Um problema maior é descobrir para onde enviar a conta. Incrivelmente, salvar o mundo acaba sendo algo muito difícil de vender, comercialmente falando.
A captura direta de ar resulta, no entanto, em uma mercadoria valiosa: milhares de toneladas de CO2 comprimido.
Isso pode ser combinado com o hidrogênio para produzir um combustível sintético neutro em termos de carbono. E poderia então ser vendido ou queimado nos aquecedores a gás da câmara de calcinação (onde as emissões seriam capturadas e o ciclo continuaria novamente).
Surpreendentemente, um dos maiores clientes do CO2 comprimido é a indústria de combustíveis fósseis.
À medida que os poços secam, não é incomum espremer o óleo restante do solo pressionando o reservatório usando vapor ou gás em um processo chamado recuperação aprimorada de petróleo.
O dióxido de carbono é uma escolha popular para isso e vem com o benefício adicional de reter esse carbono no subsolo, completando o estágio final de captura e armazenamento de carbono.
A Occidental Petroleum, que se associou à Carbon Engineering para construir uma planta de DAC em larga escala no Texas, usa 50 milhões de toneladas de CO2 todos os anos na recuperação aprimorada de petróleo.
Cada tonelada de CO2 usada dessa forma vale cerca de US$ 225 somente em créditos fiscais.
Talvez seja apropriado que o CO2 presente no ar acabe sendo devolvido ao subsolo dos campos de petróleo de onde veio, embora possa ser irônico que a única maneira de financiar isso seja buscando ainda mais óleo.
A Occidental e outras empresas esperam que, ao bombear CO2 no solo, possam reduzir drasticamente o impacto do carbono do petróleo: uma operação típica de recuperação aprimorada sequestra uma tonelada de CO2 para cada 1,5 tonelada que libera de óleo fresco.
Portanto, embora o processo reduza as emissões associadas ao petróleo, ele não equilibra as contas.
Outras alternativas
Mas há outros usos que podem se tornar mais viáveis comercialmente. A Climeworks, empresa de captura direta de ar, tem 14 unidades de menor escala em operação sequestrando 900 toneladas de CO2 por ano, que vende para uma estufa para estimular o crescimento da plantação de picles.

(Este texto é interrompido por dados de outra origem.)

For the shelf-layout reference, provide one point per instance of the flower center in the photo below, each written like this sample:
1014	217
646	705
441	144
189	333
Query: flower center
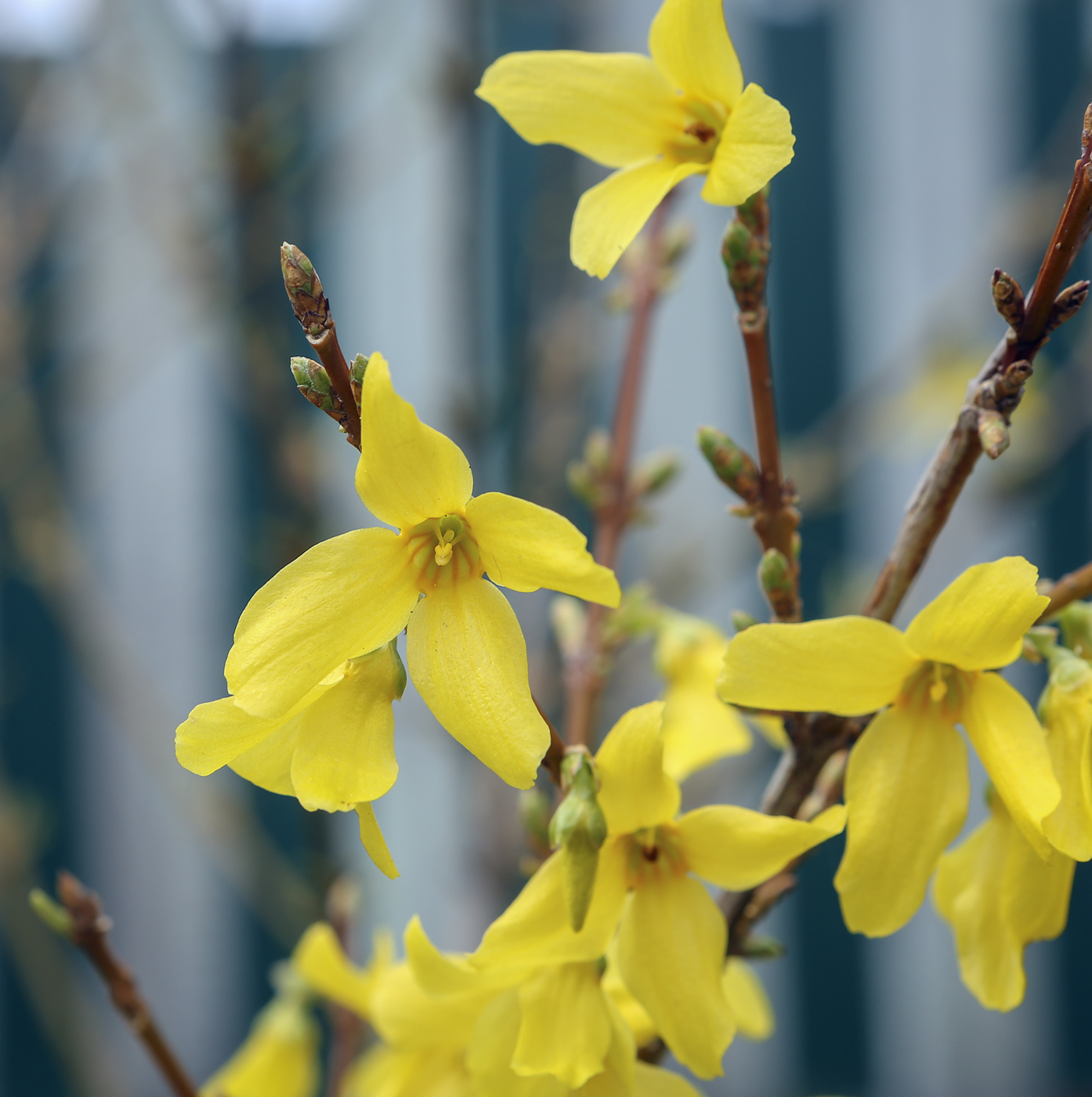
443	552
938	687
653	853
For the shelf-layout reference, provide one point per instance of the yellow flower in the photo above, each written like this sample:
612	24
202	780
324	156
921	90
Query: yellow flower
353	594
672	938
906	784
998	894
682	112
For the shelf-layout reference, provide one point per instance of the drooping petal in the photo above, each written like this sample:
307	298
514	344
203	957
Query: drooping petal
978	621
671	949
690	43
468	661
565	1028
345	753
407	471
345	597
374	842
217	732
635	791
737	848
756	143
535	929
748	1001
1068	719
526	546
614	109
1012	745
907	792
613	212
848	666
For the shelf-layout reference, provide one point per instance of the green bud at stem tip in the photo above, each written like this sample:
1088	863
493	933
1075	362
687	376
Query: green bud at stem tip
52	913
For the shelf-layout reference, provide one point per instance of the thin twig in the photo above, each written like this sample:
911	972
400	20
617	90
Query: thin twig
584	676
89	932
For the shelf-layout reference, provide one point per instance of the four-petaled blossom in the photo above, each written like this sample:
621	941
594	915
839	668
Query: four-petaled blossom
671	935
685	111
353	594
906	784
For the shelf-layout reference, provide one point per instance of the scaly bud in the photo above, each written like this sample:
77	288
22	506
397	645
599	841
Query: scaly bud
1009	299
732	465
579	830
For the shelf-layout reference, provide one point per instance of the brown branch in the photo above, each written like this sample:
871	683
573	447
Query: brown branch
313	310
1069	588
584	675
89	932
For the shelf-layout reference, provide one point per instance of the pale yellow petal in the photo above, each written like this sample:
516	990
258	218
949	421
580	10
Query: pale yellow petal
756	143
635	791
737	848
612	107
613	212
690	43
345	753
468	661
1068	718
1012	745
748	1001
407	472
535	929
979	621
848	666
217	732
526	546
345	597
565	1028
907	791
671	950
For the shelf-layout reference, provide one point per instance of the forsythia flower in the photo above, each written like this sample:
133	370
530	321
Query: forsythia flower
906	784
672	938
352	595
682	112
998	894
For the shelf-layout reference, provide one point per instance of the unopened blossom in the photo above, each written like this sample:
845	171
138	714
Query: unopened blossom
681	112
672	937
352	595
998	896
906	784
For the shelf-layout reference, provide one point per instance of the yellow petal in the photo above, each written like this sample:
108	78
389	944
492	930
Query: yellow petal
848	666
737	848
671	949
748	1001
468	661
756	143
526	546
907	791
612	107
565	1028
535	929
979	621
613	212
374	842
345	753
217	732
690	43
407	471
1068	719
1012	746
280	1058
655	1082
635	791
345	597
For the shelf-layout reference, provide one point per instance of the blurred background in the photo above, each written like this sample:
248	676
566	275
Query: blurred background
157	463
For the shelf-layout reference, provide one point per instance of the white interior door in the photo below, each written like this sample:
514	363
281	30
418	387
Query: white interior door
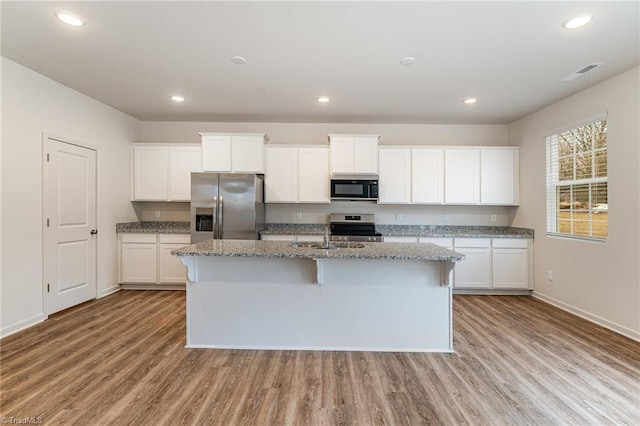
70	225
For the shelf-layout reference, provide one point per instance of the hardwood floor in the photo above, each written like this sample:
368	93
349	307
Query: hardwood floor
122	360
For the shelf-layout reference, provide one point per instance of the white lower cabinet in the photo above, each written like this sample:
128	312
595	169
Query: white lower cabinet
138	259
147	259
511	264
475	270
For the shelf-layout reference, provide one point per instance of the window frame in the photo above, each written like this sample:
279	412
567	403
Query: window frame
553	182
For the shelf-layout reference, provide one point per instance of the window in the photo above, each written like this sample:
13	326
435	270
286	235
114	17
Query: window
577	204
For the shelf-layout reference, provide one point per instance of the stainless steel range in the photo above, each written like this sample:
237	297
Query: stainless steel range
353	227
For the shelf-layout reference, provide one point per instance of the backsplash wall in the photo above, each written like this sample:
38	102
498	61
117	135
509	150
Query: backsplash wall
319	213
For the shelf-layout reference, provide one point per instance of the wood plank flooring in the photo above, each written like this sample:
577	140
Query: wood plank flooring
121	360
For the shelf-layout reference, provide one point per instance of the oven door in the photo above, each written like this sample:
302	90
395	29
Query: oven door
354	189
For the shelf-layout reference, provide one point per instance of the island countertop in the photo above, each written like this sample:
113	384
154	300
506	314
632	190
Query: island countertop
283	249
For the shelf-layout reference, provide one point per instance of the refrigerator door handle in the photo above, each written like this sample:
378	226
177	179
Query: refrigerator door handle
215	218
220	216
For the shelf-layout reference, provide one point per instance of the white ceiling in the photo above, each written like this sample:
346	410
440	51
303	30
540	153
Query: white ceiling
512	56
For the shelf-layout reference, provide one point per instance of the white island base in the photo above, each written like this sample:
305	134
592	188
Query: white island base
319	304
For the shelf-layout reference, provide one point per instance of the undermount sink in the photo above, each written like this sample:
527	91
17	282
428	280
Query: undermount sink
323	246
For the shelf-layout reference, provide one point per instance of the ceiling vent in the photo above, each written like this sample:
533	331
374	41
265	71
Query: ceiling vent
582	71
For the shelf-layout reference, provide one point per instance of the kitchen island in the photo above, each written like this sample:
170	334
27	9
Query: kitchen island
270	295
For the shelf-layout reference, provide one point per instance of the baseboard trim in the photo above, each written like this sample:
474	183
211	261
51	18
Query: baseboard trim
154	286
620	329
108	291
29	322
492	292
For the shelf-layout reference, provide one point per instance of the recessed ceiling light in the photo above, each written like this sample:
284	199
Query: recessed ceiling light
69	19
238	60
407	60
576	22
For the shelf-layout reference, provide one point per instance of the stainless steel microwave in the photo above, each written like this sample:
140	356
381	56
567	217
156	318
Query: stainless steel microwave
354	189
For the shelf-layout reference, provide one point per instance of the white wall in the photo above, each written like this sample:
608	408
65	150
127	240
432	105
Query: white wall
308	133
599	281
33	104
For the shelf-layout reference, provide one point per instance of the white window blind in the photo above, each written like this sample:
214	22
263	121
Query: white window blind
577	191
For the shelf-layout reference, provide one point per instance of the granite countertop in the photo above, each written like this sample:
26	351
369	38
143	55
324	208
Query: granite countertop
409	230
320	229
282	249
458	231
153	228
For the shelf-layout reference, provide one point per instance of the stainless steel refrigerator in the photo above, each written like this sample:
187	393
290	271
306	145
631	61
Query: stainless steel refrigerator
226	206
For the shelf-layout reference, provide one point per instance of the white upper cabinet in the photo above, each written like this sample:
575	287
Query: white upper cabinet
427	176
354	154
462	176
233	153
281	176
499	176
162	172
183	160
313	175
297	174
395	175
150	172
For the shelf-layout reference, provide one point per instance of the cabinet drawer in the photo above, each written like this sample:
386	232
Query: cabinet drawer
139	238
473	242
510	243
174	238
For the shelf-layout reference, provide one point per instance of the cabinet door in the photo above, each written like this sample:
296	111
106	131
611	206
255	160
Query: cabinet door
475	270
427	175
183	161
313	175
341	154
150	172
499	176
510	268
281	177
247	154
170	267
139	263
365	154
395	176
216	153
462	176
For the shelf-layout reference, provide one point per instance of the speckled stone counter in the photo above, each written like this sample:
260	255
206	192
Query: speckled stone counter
282	249
408	230
153	228
454	231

E agora está trabalhando em uma solução de longo prazo: uma usina em construção na Islândia vai misturar CO2 capturado com água e bombeá-lo até 500 ou 600 metros abaixo do solo, onde o gás reagirá com o basalto ao redor e se transformará em pedra.

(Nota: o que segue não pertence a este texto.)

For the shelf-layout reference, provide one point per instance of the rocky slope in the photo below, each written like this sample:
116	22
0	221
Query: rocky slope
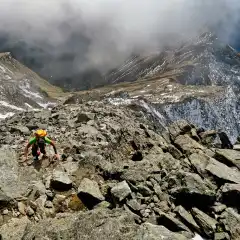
21	89
119	177
203	63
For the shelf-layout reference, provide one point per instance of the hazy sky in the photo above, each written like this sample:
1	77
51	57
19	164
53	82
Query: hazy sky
103	33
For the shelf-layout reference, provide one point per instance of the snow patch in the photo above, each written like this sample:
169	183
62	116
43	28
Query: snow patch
30	94
119	101
5	104
3	116
3	69
28	105
197	237
46	105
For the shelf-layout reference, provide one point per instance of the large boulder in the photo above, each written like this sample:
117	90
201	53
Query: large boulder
89	193
208	224
197	191
178	128
13	182
223	172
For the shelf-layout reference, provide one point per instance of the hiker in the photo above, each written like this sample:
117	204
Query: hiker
39	141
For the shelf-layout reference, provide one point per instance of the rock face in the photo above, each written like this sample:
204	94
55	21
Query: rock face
118	177
90	193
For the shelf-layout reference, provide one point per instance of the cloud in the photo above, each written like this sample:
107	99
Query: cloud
86	34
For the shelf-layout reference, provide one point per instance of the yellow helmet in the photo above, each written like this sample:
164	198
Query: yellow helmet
41	133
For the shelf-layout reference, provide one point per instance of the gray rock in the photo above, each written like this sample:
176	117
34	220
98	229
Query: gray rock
94	225
198	192
170	221
200	162
207	223
89	193
149	231
231	220
121	191
187	218
49	194
145	191
61	181
174	151
187	145
22	208
229	157
219	208
70	167
221	236
178	128
223	172
5	212
29	211
84	117
230	194
21	129
134	205
14	229
48	204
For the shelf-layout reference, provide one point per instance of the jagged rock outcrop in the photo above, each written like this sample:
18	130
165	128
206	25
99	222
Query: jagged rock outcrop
118	178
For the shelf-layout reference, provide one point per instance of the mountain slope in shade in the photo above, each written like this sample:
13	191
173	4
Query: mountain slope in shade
201	61
21	89
199	82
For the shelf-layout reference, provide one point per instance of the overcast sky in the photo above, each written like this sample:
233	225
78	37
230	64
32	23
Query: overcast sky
103	33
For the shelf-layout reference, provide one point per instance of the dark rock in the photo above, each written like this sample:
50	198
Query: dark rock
149	231
137	156
221	236
187	145
134	205
231	220
208	224
187	218
89	193
199	162
14	229
84	117
219	208
145	191
228	157
21	129
223	172
174	151
121	191
170	221
226	143
178	128
199	192
48	204
61	181
230	195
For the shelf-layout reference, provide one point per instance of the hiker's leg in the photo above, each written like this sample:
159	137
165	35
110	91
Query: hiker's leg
42	148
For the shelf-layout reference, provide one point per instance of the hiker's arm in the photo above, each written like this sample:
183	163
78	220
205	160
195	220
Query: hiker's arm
54	147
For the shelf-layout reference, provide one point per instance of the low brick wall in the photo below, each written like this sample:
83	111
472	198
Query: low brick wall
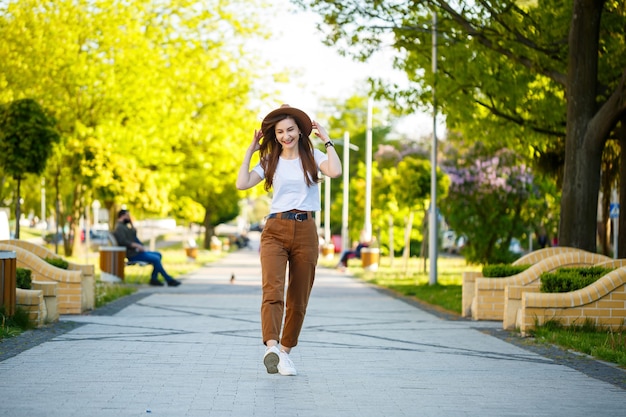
513	297
541	254
49	292
488	302
603	302
71	287
33	303
88	296
467	292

Para financiar isso, ela oferece às empresas e aos cidadãos a possibilidade de comprar crédito de carbono, a partir de meros 7 euros por mês. Será que o resto do mundo pode ser convencido a fazer isso?

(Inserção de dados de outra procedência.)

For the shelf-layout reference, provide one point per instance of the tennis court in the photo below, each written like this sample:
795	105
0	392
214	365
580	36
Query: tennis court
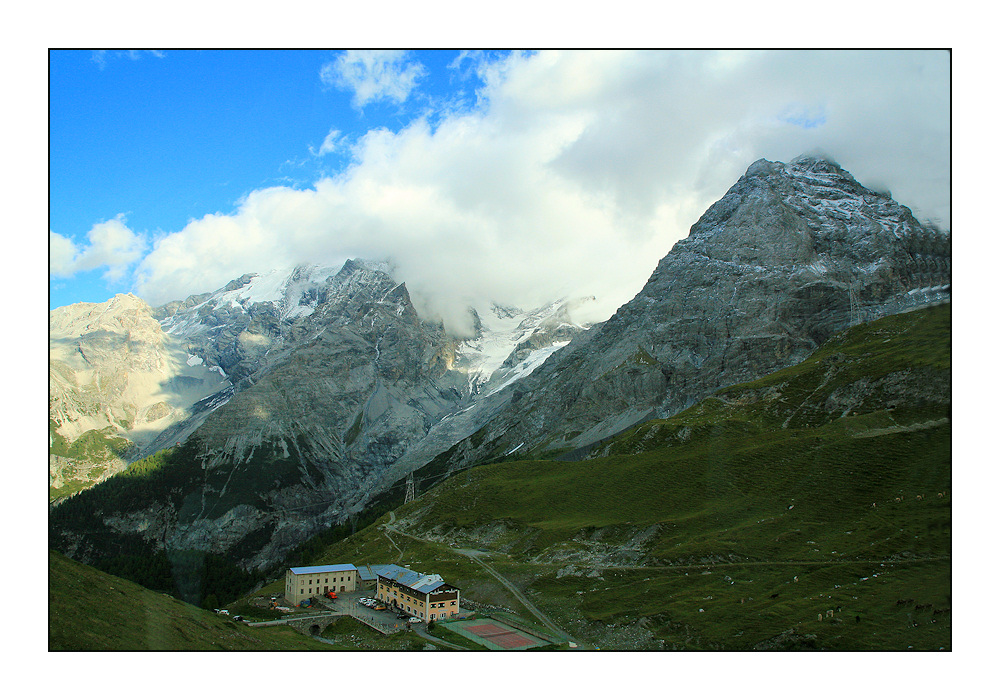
495	635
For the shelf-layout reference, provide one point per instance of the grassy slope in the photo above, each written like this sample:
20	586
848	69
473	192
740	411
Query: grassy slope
94	611
738	522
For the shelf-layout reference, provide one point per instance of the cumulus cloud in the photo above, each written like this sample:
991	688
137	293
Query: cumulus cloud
110	244
332	142
373	75
576	172
101	57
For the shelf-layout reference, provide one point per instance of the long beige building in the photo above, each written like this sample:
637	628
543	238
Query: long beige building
303	582
426	596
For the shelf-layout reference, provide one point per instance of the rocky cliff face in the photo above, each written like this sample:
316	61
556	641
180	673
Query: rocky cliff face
116	381
790	255
337	384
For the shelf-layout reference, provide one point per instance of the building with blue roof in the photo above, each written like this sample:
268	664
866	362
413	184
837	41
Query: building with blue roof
303	582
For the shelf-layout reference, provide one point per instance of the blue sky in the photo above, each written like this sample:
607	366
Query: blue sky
509	176
165	137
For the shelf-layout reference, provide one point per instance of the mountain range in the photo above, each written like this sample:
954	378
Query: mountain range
258	415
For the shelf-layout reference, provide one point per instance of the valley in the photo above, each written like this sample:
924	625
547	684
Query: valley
752	454
768	516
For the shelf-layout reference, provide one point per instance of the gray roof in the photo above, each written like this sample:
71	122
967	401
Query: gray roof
424	583
326	568
370	572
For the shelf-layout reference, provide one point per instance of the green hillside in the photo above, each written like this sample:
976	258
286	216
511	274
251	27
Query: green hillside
808	509
93	611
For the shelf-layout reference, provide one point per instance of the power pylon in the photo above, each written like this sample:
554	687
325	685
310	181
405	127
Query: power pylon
410	490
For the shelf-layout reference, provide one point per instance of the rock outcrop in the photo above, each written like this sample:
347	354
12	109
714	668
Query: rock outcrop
790	255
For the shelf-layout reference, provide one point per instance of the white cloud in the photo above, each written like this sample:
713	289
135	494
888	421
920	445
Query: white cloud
332	142
111	244
100	57
576	172
373	75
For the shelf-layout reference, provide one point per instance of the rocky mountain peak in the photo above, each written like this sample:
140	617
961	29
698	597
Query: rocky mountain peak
790	255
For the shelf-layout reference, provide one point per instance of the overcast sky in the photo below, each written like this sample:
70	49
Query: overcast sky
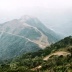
15	8
52	13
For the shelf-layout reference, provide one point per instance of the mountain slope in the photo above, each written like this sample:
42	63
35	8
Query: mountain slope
26	34
56	58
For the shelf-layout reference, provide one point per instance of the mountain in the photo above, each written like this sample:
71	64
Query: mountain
56	58
26	34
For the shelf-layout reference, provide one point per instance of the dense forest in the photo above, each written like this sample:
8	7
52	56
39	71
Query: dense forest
55	58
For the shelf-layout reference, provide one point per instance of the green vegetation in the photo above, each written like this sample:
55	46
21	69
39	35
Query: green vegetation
29	62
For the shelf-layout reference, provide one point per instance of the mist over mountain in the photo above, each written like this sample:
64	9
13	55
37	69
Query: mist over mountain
23	35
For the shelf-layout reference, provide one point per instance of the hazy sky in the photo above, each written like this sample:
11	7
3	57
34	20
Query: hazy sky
53	13
14	8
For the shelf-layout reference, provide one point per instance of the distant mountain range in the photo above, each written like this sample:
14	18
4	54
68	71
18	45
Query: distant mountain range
23	35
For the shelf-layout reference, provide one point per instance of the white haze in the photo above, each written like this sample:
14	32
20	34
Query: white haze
55	14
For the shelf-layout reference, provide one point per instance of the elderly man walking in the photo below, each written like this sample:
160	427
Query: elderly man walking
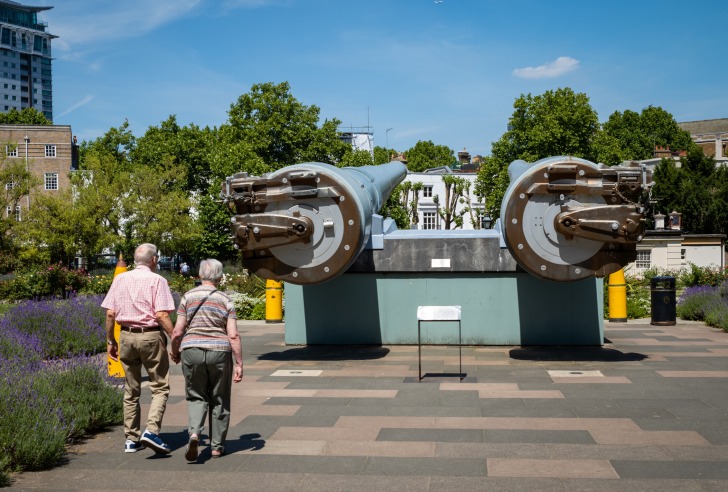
140	301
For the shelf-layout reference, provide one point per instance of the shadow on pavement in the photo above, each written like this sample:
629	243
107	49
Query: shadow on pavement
595	354
328	352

“A DAC sempre custará dinheiro e, a menos que você seja pago para isso, não há incentivo financeiro”, diz Chris Goodall, autor de What We Need To Do Now: For A Zero Carbon Future (O que precisamos fazer agora: para um futuro com carbono zero, em tradução livre).
A Climeworks pode vender créditos para pessoas virtuosas, firmar contratos com a Microsoft e a Stripe para tirar algumas centenas de toneladas de carbono por ano da atmosfera, mas isso precisa ser aumentado em um milhão de vezes, e requer que alguém pague por isso.
“Há subsídios para carros elétricos, financiamento barato para usinas solares, mas você não vê isso para DAC”, diz Oldham.
“Há tanto foco na redução de emissões, mas não existe o mesmo grau de foco no resto do problema, o volume de CO2 na atmosfera. O grande impedimento para a DAC é que a ideia não está nas políticas”.
Zelikova acredita que a DAC seguirá um caminho semelhante ao de outras tecnologias climáticas e se tornará mais acessível.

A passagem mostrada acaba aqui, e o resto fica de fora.